I am researching Pros & Cons of using DataGuard to keep Site2 ready
for disaster time, VS letting the SAN manage keeping the two sites in
sync.
What are your opinions on these 2 methods?
Thank you!!
-mac
Hi mac,
My first question would be does the SAN technology allow you to use
the Site2 for anything while it is not the "primary" site? I ask
because I consider that to be a major plus for Dataguard.
Regards,
Steve
Guessing you are comparing with Physical Standby of DataGuard. A big
factor to consider is the SAN replication licensing cost with
additional Oracle licensing required for Data Guard. SAN replication
is easier to setup (just my opinion) and requires less monitoring/
administration. With Data Guard you have the ability to open in read-
only mode anytime you want, while with SAN replication (and with no
extra Oracle licensing ) you are limited to validating for 10days /
year.
-Madhu S
There is a place in an Oracle shop for both SAN based replication and
Data Guard but the SAN based replication will NEVER better Data Guard
if the point is to have a DR site: Here are just a couple of the reasons.
1. Data Guard checks what it replicates for internal logic. A SAN will
happily replicate corrupt blocks.
2. Data Guard can guarantee zero data loss even when the data has not
been written to a data file. You can not make SAN replication
synchronous.
3. If SAN replication fails your primary will happily keep right on
running transactions. Data Guard can be configured to bring things
to a halt until the issue is resolved.
4. Data Guard, interestingly enough, is more efficient. What is being
replicated is the transactions themselves not operating system
blocks so are shipping less data.
--
Daniel A. Morgan
Oracle Ace Director & Instructor
University of Washington
damo...@x.washington.edu (replace x with u to respond)
Puget Sound Oracle Users Group
www.psoug.org
Thank you all for the great input.
In the last post, can you elaborate on #2? Regarding how dataguard can
guarantee zero data loss if it is configured for maximum protection.

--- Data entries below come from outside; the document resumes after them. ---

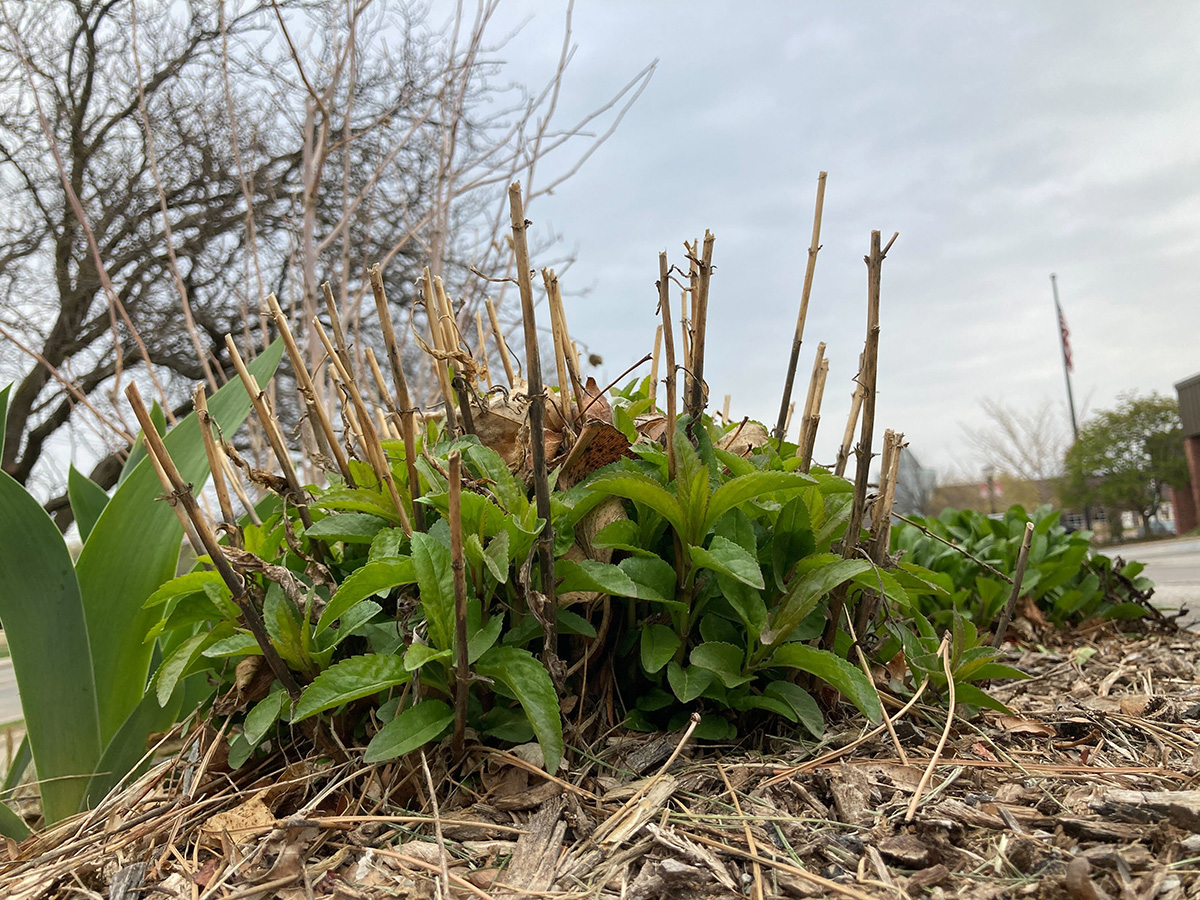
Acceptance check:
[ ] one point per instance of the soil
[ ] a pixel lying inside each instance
(1085, 791)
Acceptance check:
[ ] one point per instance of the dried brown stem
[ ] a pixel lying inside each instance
(669, 347)
(537, 431)
(461, 673)
(271, 429)
(798, 339)
(856, 405)
(317, 413)
(863, 451)
(407, 413)
(817, 361)
(181, 493)
(1018, 577)
(697, 400)
(216, 465)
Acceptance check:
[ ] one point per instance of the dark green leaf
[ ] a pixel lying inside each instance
(413, 729)
(834, 671)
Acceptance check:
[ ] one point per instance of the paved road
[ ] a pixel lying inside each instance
(1174, 565)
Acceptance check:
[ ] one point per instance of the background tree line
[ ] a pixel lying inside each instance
(163, 166)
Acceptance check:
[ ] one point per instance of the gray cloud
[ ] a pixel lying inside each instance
(1002, 142)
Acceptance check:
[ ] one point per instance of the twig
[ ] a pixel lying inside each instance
(756, 892)
(537, 395)
(699, 399)
(216, 466)
(183, 495)
(1018, 577)
(271, 427)
(461, 675)
(945, 653)
(797, 340)
(669, 346)
(407, 413)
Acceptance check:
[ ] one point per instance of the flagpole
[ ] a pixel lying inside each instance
(1066, 372)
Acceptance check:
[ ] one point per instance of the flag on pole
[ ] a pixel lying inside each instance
(1066, 340)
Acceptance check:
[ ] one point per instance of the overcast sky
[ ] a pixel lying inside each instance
(1003, 142)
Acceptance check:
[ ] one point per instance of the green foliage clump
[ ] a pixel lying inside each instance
(1065, 576)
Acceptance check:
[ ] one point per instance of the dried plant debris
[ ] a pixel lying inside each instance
(1087, 789)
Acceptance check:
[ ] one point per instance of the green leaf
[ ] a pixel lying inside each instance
(239, 645)
(792, 539)
(483, 640)
(133, 549)
(348, 527)
(496, 557)
(43, 621)
(688, 683)
(351, 679)
(418, 654)
(659, 646)
(593, 575)
(834, 671)
(643, 490)
(174, 666)
(802, 703)
(413, 729)
(729, 559)
(529, 683)
(367, 581)
(807, 589)
(747, 487)
(88, 501)
(183, 586)
(725, 660)
(435, 579)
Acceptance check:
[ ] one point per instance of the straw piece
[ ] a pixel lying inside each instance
(271, 427)
(499, 342)
(317, 413)
(407, 413)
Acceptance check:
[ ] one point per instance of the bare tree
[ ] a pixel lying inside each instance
(1027, 444)
(165, 165)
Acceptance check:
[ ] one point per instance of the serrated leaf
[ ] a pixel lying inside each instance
(729, 559)
(804, 592)
(367, 581)
(529, 683)
(347, 527)
(849, 681)
(659, 646)
(413, 729)
(435, 579)
(351, 679)
(688, 683)
(593, 575)
(725, 660)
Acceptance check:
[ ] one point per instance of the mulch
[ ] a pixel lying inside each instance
(1087, 790)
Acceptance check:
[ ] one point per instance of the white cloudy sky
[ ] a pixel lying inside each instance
(1001, 141)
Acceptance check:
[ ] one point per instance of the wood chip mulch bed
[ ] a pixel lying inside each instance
(1085, 792)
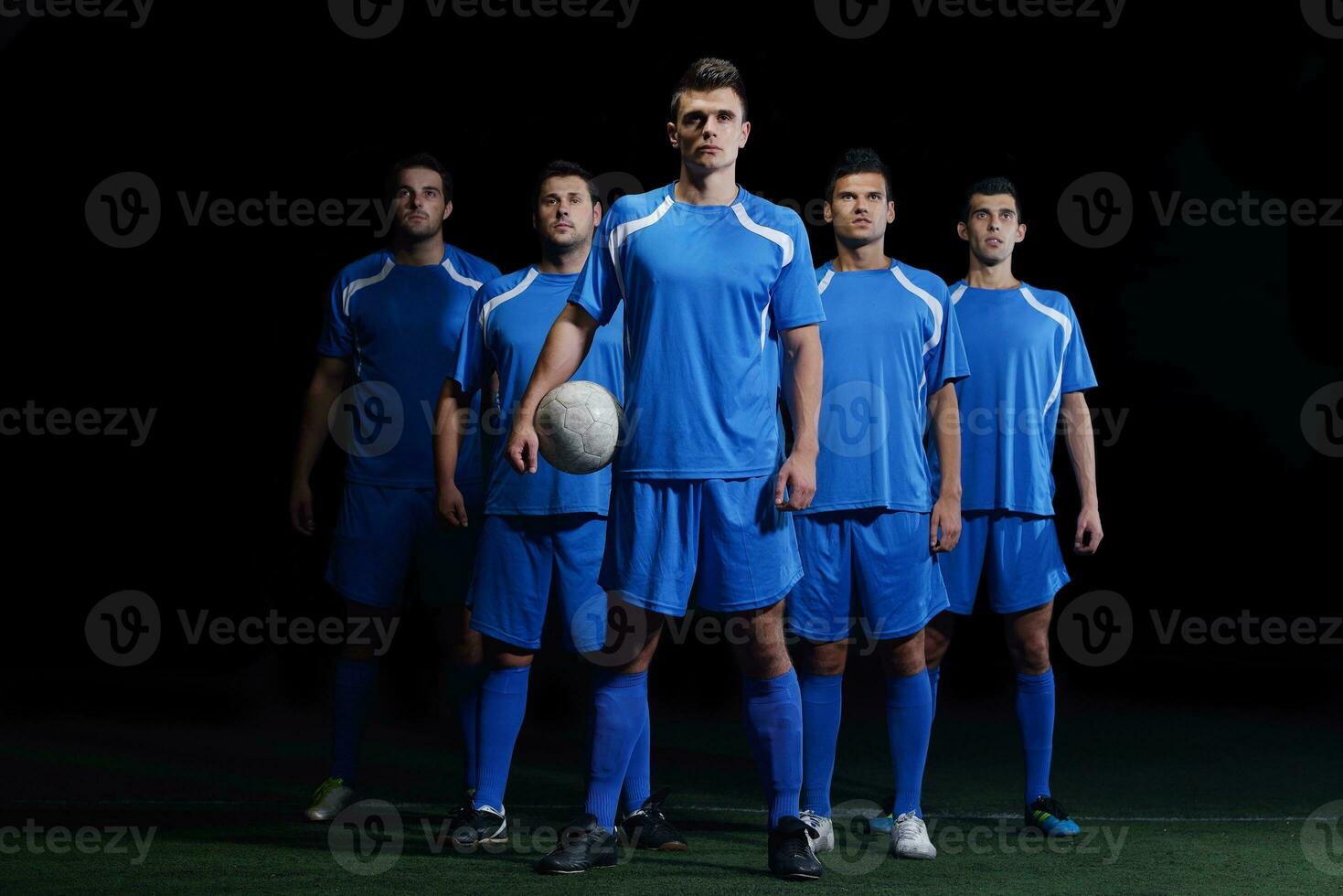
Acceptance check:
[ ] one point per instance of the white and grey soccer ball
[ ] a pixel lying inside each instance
(578, 426)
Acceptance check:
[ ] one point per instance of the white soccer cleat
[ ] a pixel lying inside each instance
(910, 838)
(825, 838)
(329, 799)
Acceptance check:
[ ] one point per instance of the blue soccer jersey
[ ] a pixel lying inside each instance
(705, 289)
(504, 332)
(400, 324)
(890, 338)
(1027, 352)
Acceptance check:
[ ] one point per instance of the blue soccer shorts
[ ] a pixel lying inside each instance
(665, 532)
(526, 559)
(383, 534)
(1017, 552)
(873, 558)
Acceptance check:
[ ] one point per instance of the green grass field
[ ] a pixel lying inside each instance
(1171, 801)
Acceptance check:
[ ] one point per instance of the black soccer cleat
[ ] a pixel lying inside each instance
(650, 829)
(583, 845)
(790, 850)
(457, 818)
(1048, 817)
(478, 827)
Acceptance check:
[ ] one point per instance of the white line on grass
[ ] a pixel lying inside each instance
(440, 807)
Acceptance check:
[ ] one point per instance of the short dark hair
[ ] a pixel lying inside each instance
(990, 187)
(859, 160)
(560, 168)
(709, 74)
(418, 160)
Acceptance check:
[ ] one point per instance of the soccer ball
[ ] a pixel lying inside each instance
(578, 425)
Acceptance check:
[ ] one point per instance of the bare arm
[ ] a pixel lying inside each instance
(326, 383)
(566, 347)
(1082, 450)
(944, 412)
(804, 371)
(449, 432)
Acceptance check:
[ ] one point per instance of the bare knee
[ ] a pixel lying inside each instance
(824, 658)
(508, 656)
(902, 657)
(938, 638)
(758, 643)
(630, 638)
(1028, 640)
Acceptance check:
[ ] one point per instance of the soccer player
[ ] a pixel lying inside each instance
(392, 325)
(1030, 366)
(541, 534)
(876, 528)
(713, 280)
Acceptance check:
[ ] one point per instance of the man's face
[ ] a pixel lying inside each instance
(859, 208)
(564, 212)
(421, 208)
(709, 129)
(993, 229)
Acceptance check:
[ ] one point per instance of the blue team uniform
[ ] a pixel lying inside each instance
(546, 531)
(890, 338)
(400, 325)
(705, 291)
(1027, 351)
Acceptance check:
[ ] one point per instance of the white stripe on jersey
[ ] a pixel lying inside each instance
(778, 237)
(622, 232)
(1059, 317)
(360, 283)
(503, 297)
(464, 281)
(933, 305)
(825, 281)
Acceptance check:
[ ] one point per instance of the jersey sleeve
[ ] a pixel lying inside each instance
(1077, 369)
(337, 338)
(474, 361)
(598, 286)
(795, 300)
(945, 363)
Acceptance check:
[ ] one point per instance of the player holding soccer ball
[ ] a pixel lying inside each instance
(1030, 366)
(541, 534)
(875, 532)
(712, 280)
(392, 321)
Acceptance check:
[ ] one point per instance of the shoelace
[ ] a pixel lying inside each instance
(910, 829)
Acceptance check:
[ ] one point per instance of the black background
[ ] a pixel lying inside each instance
(1209, 338)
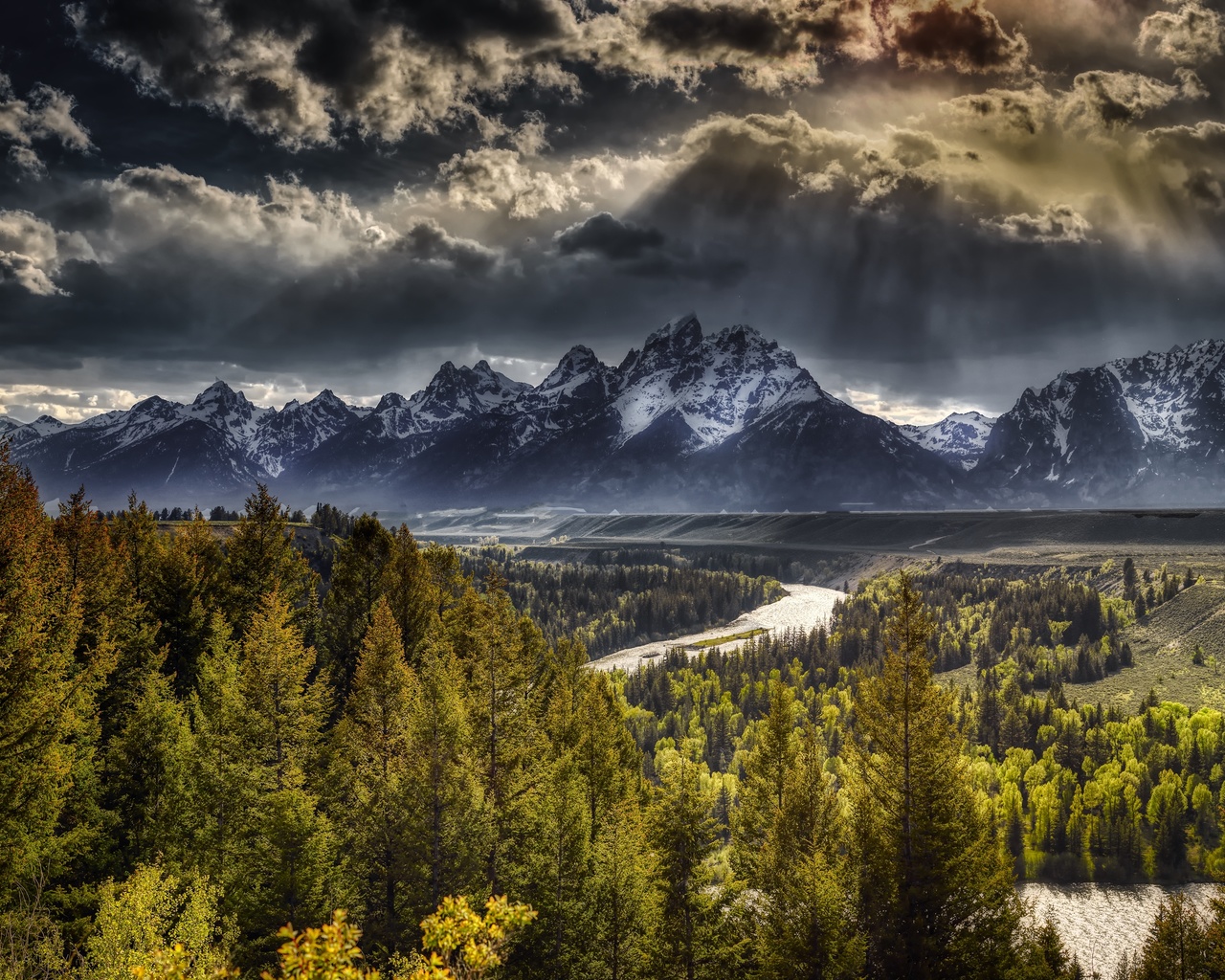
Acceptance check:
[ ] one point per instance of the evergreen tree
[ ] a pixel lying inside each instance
(147, 772)
(450, 826)
(1175, 948)
(682, 835)
(936, 897)
(354, 590)
(375, 743)
(767, 770)
(413, 586)
(808, 927)
(502, 657)
(182, 593)
(260, 558)
(44, 692)
(625, 900)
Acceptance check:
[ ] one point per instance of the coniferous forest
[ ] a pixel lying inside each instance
(202, 744)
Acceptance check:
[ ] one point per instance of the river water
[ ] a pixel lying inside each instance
(1099, 923)
(803, 608)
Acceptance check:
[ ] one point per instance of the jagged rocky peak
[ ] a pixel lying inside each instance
(327, 398)
(577, 362)
(219, 401)
(679, 333)
(958, 437)
(740, 338)
(390, 401)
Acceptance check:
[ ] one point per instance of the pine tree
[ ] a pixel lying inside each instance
(450, 830)
(183, 590)
(682, 835)
(147, 773)
(374, 742)
(806, 927)
(936, 897)
(288, 858)
(502, 656)
(413, 587)
(1175, 948)
(625, 898)
(767, 770)
(355, 590)
(44, 692)
(260, 558)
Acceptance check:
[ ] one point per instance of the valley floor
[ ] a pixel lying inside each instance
(803, 608)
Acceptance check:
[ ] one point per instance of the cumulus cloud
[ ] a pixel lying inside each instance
(298, 71)
(289, 222)
(32, 252)
(1057, 224)
(1193, 34)
(515, 183)
(428, 241)
(44, 114)
(965, 35)
(604, 235)
(1118, 99)
(1189, 163)
(1005, 114)
(305, 71)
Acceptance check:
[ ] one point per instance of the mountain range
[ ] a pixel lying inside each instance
(690, 421)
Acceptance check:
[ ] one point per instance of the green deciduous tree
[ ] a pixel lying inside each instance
(936, 897)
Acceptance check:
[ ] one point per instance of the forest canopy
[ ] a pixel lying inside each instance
(202, 744)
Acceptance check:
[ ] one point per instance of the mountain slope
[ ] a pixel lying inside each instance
(686, 421)
(1140, 430)
(959, 437)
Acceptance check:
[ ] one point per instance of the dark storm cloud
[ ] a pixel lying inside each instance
(906, 188)
(603, 234)
(302, 73)
(967, 37)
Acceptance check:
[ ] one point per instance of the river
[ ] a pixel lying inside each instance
(803, 608)
(1099, 923)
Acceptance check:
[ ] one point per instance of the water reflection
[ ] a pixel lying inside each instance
(1099, 923)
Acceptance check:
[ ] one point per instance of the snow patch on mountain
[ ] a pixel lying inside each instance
(958, 437)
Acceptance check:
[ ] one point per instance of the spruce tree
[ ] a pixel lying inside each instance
(450, 825)
(625, 898)
(44, 692)
(682, 835)
(936, 896)
(374, 740)
(355, 590)
(260, 558)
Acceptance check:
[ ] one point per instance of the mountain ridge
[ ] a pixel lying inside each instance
(689, 420)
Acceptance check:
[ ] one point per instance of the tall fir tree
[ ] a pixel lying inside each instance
(355, 589)
(936, 896)
(375, 748)
(260, 558)
(44, 692)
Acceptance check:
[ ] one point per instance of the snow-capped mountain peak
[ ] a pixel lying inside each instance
(958, 437)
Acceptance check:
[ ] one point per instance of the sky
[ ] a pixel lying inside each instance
(935, 204)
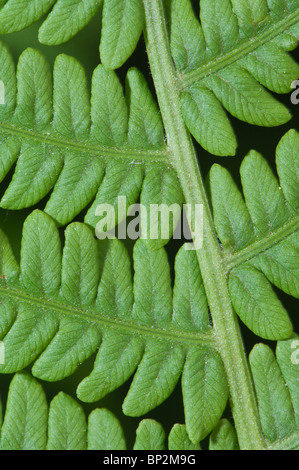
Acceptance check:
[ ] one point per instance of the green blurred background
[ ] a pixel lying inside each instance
(85, 47)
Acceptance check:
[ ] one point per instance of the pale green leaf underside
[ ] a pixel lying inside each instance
(260, 236)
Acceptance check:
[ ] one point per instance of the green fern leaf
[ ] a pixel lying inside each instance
(228, 60)
(29, 423)
(90, 304)
(82, 150)
(259, 237)
(122, 23)
(277, 401)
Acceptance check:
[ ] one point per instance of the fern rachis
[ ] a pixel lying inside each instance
(83, 148)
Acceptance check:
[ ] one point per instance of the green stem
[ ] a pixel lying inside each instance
(226, 326)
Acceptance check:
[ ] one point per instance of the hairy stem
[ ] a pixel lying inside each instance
(242, 396)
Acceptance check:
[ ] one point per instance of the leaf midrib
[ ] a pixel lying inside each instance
(261, 245)
(244, 48)
(90, 315)
(87, 147)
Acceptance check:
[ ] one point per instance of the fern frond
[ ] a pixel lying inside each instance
(57, 310)
(260, 236)
(121, 25)
(228, 60)
(86, 153)
(277, 392)
(30, 424)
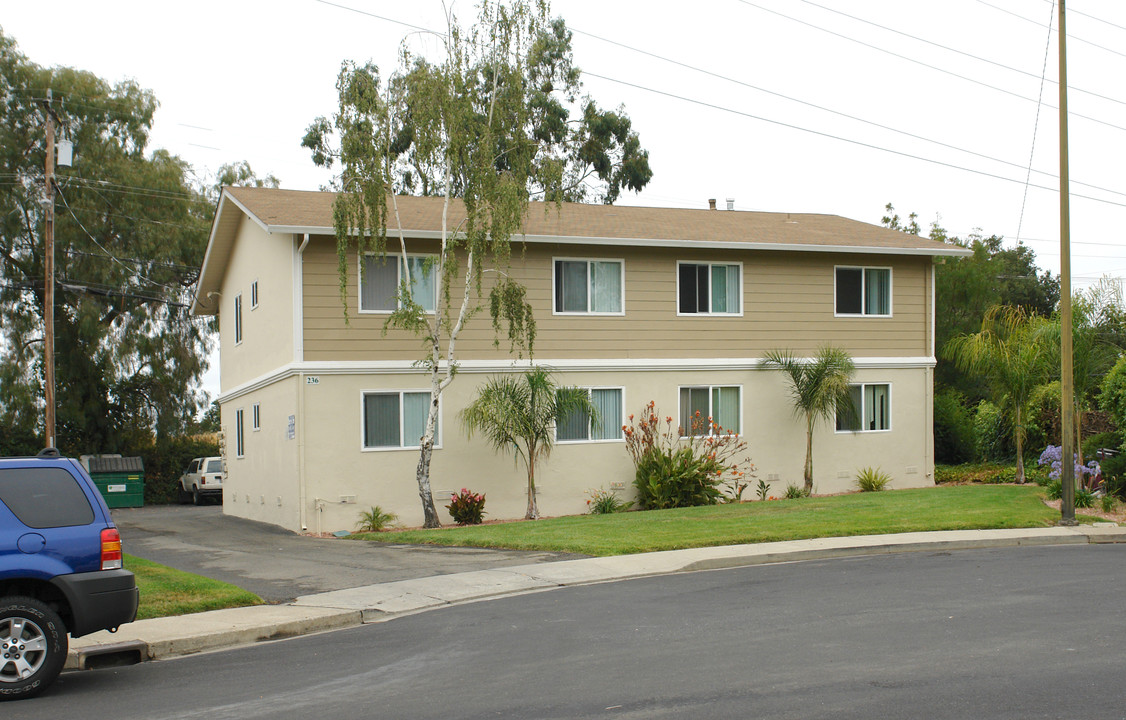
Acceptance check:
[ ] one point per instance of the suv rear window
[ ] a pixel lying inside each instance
(44, 497)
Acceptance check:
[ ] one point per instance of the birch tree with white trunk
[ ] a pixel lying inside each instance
(488, 127)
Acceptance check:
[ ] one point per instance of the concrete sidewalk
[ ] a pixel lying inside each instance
(185, 634)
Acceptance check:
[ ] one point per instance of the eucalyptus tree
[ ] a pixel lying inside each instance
(819, 388)
(130, 234)
(1012, 353)
(520, 414)
(489, 125)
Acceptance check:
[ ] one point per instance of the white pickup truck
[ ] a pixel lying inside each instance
(204, 477)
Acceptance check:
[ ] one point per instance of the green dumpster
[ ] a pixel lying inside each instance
(121, 480)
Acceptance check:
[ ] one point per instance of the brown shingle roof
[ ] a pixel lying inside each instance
(286, 212)
(298, 210)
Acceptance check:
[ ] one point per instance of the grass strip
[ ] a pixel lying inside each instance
(957, 507)
(169, 592)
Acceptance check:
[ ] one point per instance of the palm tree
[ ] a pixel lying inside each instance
(1011, 353)
(519, 414)
(818, 387)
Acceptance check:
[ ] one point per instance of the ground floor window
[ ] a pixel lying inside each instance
(580, 426)
(395, 419)
(703, 405)
(872, 409)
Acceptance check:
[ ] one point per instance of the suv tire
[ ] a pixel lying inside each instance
(33, 647)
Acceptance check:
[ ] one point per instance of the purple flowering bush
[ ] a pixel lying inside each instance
(1053, 458)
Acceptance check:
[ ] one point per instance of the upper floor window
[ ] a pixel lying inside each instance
(872, 409)
(704, 405)
(589, 286)
(708, 289)
(238, 318)
(395, 419)
(864, 291)
(381, 278)
(580, 426)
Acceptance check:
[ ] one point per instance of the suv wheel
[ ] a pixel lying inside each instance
(33, 647)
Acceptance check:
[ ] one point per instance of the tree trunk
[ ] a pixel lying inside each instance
(1020, 450)
(533, 509)
(809, 454)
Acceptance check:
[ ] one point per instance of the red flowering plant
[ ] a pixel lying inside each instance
(466, 507)
(678, 469)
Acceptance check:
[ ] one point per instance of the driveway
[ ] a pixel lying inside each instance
(278, 565)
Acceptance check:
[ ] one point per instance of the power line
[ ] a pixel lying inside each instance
(838, 113)
(838, 138)
(965, 54)
(925, 64)
(1070, 36)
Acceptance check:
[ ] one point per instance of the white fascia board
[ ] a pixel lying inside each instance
(663, 242)
(620, 365)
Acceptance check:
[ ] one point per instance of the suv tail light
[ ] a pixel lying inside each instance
(110, 549)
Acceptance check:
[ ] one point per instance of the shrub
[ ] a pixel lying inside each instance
(1084, 497)
(1095, 443)
(374, 520)
(993, 432)
(466, 507)
(872, 480)
(795, 491)
(762, 489)
(605, 503)
(675, 469)
(954, 428)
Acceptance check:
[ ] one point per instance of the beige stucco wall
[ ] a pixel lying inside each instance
(337, 467)
(787, 303)
(264, 485)
(267, 329)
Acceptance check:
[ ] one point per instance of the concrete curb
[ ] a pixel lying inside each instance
(185, 634)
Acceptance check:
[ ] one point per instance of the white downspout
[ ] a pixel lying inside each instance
(298, 346)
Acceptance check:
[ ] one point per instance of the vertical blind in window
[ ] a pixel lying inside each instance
(378, 284)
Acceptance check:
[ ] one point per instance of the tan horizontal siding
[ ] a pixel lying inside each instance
(787, 296)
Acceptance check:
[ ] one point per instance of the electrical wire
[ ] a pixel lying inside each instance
(925, 64)
(965, 54)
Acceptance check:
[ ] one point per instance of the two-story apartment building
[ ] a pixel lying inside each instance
(322, 416)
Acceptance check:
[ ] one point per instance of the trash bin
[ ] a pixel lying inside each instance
(121, 480)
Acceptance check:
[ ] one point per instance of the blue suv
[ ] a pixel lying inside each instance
(61, 568)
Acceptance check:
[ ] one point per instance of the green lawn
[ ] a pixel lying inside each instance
(169, 592)
(958, 507)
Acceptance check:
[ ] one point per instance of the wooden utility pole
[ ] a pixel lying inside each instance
(48, 292)
(1068, 379)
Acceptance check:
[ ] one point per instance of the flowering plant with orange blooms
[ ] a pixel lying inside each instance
(678, 469)
(466, 507)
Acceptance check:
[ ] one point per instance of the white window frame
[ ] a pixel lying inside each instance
(589, 261)
(238, 319)
(891, 403)
(589, 440)
(864, 290)
(400, 392)
(711, 410)
(396, 258)
(240, 437)
(708, 312)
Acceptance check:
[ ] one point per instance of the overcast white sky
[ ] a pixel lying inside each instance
(242, 79)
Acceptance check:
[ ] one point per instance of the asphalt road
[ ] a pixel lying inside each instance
(279, 566)
(1020, 633)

(Essentially, the final transaction would not go through if the
primary database can not get the confirmation back.) However, can you
elaborate on your statement: "You can not make SAN replication
synchronous." ??
Thanks again!
snip
> Thank you all for the great input.
> In the last post, can you elaborate on #2? Regarding how dataguard can
> guarantee zero data loss if it is configured for maximum protection.
> (Essentially, the final transaction would not go through if the
> primary database can not get the confirmation back.) However, can you
> elaborate on your statement: "You can not make SAN replication
> synchronous." ??
Almost all of the ( probably all ? ) of the major storage vendors
support storage based replication technologies in both synchronous or
asynchronous modes.
Synchronous replication carries a performance hit that you will see in
events like "log file sync" varies somewhat in impact depending on
volume and how commit intensive applications are.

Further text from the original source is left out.